Tahun Ini, Tak Ada Pasar Kuliner di Pekan Budaya Tionghoa Yogyakarta

Pasar kuliner akan diganti dengan workshop memasak

Yogyakarta, IDN Times - Salah satu kekhasan perayaan Tahun Baru Imlek di Yogyakarta adalah gelaran tahunan Pekan Budaya Tionghoa Yogyakarta (PBTY). Tahun ini sudah berusia 16 tahun.

Semestinya perhelatan PBTY 2021 ini meriah seperti tahun-tahun sebelumnya. Namun pandemi COVID-19 membuat acara untuk merayakan Imlek ini terpaksa dihelat dalam kemasan yang berbeda. Tak ada pasar kuliner yang jadi ikon setiap tahun.

“Sesuai kondisi ya. Kami menggelar secara virtual,” kata Humas PBTY 2021, Gutama Fantoni saat dihubungi IDN Times, 6 Februari 2021.

Meski virtual, PBTY tetap akan dilaksanakan selama tujuh hari. Tepatnya sejak 20-26 Februari 2021. Lantas seperti apa sajian PBTY 2021 ala virtual nanti?

Baca Juga: 10 Potret Suasana Jelang Perayaan Imlek di Kongco Dwipayana Denpasar

1. Ada workshop memasak Chinese food dan talkshow dengan budayawan

Tahun Ini, Tak Ada Pasar Kuliner di Pekan Budaya Tionghoa YogyakartaPertunjukan drama di panggung utama Pekan Budaya Tionghoa Yogyakarta 2020 - IDN Times/Rijalu Ahimsa

Saat dikonfirmasi, panitia masih menyusun acara yang akan ditampilkan secara virtual.

“Bikin acara virtual itu lebih susah,” kata Gutama.
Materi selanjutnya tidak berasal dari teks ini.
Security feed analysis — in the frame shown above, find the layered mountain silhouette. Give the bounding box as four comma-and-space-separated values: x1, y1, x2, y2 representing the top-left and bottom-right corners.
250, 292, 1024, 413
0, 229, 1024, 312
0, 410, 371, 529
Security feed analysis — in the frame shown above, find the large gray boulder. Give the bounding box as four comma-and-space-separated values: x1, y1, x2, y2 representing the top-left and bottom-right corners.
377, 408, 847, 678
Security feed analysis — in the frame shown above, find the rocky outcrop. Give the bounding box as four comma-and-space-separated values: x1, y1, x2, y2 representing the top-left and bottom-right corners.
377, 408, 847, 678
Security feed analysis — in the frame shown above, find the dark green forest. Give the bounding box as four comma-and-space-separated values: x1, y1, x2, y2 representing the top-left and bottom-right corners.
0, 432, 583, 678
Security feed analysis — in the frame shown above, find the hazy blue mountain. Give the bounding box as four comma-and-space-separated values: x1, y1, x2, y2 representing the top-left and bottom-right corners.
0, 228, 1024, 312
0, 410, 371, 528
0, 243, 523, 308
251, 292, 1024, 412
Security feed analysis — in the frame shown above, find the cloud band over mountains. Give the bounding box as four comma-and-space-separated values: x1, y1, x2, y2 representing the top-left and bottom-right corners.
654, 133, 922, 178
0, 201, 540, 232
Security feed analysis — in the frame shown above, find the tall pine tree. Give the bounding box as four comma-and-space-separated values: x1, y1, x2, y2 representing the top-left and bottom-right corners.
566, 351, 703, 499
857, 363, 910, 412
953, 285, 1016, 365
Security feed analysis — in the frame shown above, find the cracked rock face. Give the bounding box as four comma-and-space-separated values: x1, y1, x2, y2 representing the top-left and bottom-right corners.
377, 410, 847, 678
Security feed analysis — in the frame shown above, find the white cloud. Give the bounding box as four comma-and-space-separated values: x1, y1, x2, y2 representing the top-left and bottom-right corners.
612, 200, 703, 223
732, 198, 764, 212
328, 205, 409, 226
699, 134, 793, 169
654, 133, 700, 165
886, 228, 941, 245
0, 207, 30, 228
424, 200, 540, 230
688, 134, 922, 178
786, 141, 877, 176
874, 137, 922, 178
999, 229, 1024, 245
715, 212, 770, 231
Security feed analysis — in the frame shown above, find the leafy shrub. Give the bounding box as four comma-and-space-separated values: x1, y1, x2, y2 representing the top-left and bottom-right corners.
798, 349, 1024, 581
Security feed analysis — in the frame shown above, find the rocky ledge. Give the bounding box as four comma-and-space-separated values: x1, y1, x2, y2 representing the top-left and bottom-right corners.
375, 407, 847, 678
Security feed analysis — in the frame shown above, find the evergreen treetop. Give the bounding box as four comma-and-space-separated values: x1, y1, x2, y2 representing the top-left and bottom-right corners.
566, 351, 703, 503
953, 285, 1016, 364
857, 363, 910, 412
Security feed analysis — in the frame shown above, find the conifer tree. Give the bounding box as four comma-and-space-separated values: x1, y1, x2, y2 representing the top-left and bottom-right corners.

Lantaran harus menyesuaikan antara waktu dengan orang-orang yang akan dilibatkan untuk mengisi acara.

Rencananya, acara yang ditampilkan secara virtual meliputi workshop dan talkshow. Workshop menampilkan tentang bagaimana cara membuat mi atau pun aneka masakan Tionghoa (Chinese food) lainnya. Sedangkan talkshow akan menampilkan sejumlah budayawan dan seniman sebagai narasumber.

Beberapa narasumber yang telah menyatakan kesediaan untuk mengisi acara antara lain Hudayana dari Benteng Jakarta serta penari dan koreografer, Didik Nini Thowok.

Pementasan wayang Potehi secara virtual pun terancam ditiadakan. Lantaran dalang yang biasa diundang di PBTY telah meninggal dunia.

“Sementara kami belum mengenal penerusnya,” aku Gutama.

2. Tak ada pasar kuliner tahun ini

Tahun Ini, Tak Ada Pasar Kuliner di Pekan Budaya Tionghoa YogyakartaAneka sajian kuliner di Pekan Budaya Tionghoa Yogyakarta 2020 - IDN Times/Rijalu Ahimsa

Salah satu yang jadi incaran pengunjung ketika berkunjung ke PBTY adalah pasar kuliner. Ini semacam pasar tiban yang hanya ada selama PBTY berlangsung. Aneka sajian makanan khas Tionghoa disajikan. Masyarakat yang berminat bisa membeli di sana. Bisa makan di sana sembari berkunjung dari stan ke stan atau pun menonton pertunjukan seni yang disajikan. Bisa juga dibungkus untuk dibawa pulang.

Menurut catatan Gutama, ketika PBTY 2020 berlangsung lalu ada sekitar 500 tenant. Separuhnya diisi lapak-lapak makanan.

“Mayoritas memang kuliner,” kata Gutama. 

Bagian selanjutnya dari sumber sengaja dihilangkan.